Why are all these coding agents being created as terminal applications? Feels like the kind of thing that the tech industry would publish as an electron app.
Shell commands and files on disk are the classic narrow waist, and this type of tool, exemplified by Claude Code, locates a coding agent down in that ecosystem.
Why shouldn't you be able to use the abilities of this tool as a batch command, connected with all your other basic tools, in addition to interactive sessions?
Cursor's chat being locked in an IDE sidebar has felt like driving with a trailer attached. For some tasks the editor is secondary or unnecessary, and as a papered-over VS Code fork, Cursor has a lot of warts that you just had to accept. Now you can just use your favorite editor.
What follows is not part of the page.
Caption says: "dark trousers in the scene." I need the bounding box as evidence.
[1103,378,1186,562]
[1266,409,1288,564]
Companies make apps but want to be platforms, so they try to put everything in one app and help you forget about everything else. VS Code and Figma, for example, make their own extension ecosystems rather than connecting outward, because it makes them platforms-as-apps and harder to leave. But a desktop task workflow spans many apps and windows. You compose it yourself to your needs. We are computer users more than app users.
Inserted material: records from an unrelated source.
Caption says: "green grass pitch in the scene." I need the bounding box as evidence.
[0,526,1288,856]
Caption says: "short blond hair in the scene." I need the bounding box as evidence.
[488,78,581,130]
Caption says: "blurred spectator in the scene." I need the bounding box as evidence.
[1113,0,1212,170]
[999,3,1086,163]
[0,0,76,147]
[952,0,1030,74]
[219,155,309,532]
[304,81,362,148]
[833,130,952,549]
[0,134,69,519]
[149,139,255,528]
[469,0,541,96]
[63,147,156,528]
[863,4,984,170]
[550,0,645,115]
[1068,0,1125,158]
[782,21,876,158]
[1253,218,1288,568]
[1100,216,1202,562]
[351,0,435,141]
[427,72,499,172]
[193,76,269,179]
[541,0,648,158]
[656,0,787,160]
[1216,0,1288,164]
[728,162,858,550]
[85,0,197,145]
To me as a computer user, a tool that's compact and has compatible outward extension points feels good.
How and why would one script things like this? I thought the process was basically just talking to the agent and telling it what you want to do and reviewing the changes before they are committed.
Well. Agents use context and context window has limit. If you add too much to context you will get poor result. You can split your task in smaller ones and in result you might get much better result. E.g. migration of tests to new version of library.